Like his Chicago Imagist peers, Brown aggressively blended borrowings from art history with the languages of vernacular culture. Paintings such as Can’t Never Could / The Courage to Face The Trials And Bring A Whole New Body of Possibilities Into The Field of Interpreted Experience For Other People To Experience – That Is the {Artist’s] Deed, Joseph Campbell. (I Paraphrase Artist’s For Hero’s) because Campbell Said Artists Are Our Heroes. Read Pages 40-41 of “The Power of Myth” With Bill Moyers (1991) incorporate text on bands of yellow ribbon familiar from carnival sideshow banners. La Cage Aux Folles (Only the Names are Changed to Protect the Innocent) (1986) and 57th Street (After Sunset Blvd.) (1988) blend formal devices from both fresco cycles and comic strips to skewer art world figures and market trends. “Brown’s political paintings represent a strong and sustained current in the arc of his career,” Stone writes, “but they are balanced by an equally-rich vein of personal and spiritual reflections. Illusion (1985), with its haunting visualization of the thin line between life and death, spans both realms.”

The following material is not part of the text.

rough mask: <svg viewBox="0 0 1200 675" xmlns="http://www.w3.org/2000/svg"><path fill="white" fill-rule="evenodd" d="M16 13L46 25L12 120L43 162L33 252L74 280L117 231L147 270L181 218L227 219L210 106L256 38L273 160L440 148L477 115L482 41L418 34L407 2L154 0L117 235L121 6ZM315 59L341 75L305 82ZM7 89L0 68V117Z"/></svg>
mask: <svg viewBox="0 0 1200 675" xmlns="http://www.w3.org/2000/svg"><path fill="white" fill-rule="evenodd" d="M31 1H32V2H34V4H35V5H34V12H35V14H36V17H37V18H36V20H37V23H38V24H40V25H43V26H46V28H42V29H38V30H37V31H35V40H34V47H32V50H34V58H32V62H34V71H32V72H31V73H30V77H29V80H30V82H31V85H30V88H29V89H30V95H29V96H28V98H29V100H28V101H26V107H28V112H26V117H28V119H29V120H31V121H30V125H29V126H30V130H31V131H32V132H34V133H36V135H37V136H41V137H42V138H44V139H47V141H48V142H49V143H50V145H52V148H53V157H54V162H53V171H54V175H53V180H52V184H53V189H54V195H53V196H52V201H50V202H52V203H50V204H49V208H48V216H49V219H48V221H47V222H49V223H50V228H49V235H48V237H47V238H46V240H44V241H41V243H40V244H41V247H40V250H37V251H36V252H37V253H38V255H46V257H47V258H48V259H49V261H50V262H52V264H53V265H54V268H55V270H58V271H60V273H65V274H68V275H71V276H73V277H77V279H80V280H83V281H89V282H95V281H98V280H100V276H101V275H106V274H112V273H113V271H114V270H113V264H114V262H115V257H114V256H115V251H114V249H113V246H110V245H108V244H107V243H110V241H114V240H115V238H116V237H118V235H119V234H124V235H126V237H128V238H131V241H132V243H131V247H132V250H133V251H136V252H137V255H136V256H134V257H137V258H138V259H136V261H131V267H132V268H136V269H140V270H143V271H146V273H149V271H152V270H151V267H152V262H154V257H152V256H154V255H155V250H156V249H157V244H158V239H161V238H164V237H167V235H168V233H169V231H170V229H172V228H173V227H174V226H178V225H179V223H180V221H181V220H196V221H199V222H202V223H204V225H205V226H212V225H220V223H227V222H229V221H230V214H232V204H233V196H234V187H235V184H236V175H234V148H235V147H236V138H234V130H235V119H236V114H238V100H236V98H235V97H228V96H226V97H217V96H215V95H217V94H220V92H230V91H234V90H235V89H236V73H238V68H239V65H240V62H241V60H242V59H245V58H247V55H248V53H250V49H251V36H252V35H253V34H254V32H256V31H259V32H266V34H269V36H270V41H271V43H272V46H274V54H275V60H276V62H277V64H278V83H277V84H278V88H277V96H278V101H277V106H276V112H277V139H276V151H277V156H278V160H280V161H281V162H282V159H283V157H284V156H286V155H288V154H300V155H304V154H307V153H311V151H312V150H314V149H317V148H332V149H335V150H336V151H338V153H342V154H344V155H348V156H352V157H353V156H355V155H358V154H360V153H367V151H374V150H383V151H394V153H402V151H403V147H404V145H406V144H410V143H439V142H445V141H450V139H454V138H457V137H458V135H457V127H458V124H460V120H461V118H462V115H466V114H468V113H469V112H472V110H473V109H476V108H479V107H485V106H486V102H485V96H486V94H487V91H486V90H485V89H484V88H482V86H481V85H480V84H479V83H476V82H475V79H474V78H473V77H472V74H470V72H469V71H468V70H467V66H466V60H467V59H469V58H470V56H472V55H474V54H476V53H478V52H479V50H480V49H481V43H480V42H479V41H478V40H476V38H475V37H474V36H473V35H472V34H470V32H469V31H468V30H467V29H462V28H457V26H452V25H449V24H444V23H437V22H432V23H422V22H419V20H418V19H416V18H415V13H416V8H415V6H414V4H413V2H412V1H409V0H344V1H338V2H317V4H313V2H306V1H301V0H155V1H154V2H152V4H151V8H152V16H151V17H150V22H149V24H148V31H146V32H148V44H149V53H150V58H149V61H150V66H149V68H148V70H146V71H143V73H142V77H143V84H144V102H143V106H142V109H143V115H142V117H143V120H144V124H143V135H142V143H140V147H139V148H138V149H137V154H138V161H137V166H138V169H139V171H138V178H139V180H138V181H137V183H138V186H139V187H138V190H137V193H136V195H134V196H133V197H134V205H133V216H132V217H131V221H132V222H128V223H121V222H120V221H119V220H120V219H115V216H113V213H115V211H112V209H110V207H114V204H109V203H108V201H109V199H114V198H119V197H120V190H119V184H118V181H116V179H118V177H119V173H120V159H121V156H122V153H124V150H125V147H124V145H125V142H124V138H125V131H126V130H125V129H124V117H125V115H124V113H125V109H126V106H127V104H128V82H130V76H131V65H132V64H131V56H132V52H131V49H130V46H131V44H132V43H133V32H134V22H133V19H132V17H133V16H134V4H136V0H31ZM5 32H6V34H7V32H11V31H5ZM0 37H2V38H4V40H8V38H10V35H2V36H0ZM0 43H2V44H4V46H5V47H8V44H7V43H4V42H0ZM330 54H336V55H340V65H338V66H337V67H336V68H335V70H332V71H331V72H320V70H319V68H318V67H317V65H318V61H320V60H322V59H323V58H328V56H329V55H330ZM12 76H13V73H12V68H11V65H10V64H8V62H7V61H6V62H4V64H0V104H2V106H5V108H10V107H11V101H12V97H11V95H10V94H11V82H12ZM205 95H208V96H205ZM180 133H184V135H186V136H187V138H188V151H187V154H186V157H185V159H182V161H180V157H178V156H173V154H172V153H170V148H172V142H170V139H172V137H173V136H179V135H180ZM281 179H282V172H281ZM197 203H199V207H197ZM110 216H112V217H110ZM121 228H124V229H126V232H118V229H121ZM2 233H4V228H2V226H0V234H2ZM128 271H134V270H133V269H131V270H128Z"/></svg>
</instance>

Roger Brown (1941-1997) grew up in Alabama, where he developed an interest in the material culture of the South. He earned BFA (1968) and MFA (1970) degrees from the School of the Art Institute of Chicago. In the late 1960s, he participated in two exhibitions titled “False Image” at the Hyde Park Art Center, Chicago, one of several group exhibitions which followed the “Hairy Who” shows. In addition to painting, Brown created sculpture, stage sets, and murals and amassed three eclectic and inspiring art collections. He died at the age of 56 from complications of HIV/AIDS.
Recent exhibitions of the artist’s work include Roger Brown at DC Moore Gallery in 2013; Roger Brown: This Boy’s Own Story at the School of the Art Institute of Chicago in 2012; Roger Brown: Urban Traumas and Natural Disasters at the Springfield Art Museum in 2011; and Roger Brown: The American Landscape at DC Moore Gallery in 2008. From 2007-2008 the exhibition Roger Brown: Southern Exposure traveled to Jules Collins Smith Museum of Fine Art at Auburn University, Alabama; The Katzen Arts Center at American University, Washington, DC; and The Ogden Museum of Southern Art, New Orleans, Louisiana. Brown’s work is in the permanent collections of the Art Institute of Chicago, Illinois; Whitney Museum of American Art, New York; Museum of Modern Art, New York; Metropolitan Museum of Art, New York; Smithsonian American Art Museum, Washington, DC; Los Angeles County Museum of Art, California; Scottish National Gallery of Modern Art, Edinburgh; and Museum Moderner Kunst, Vienna.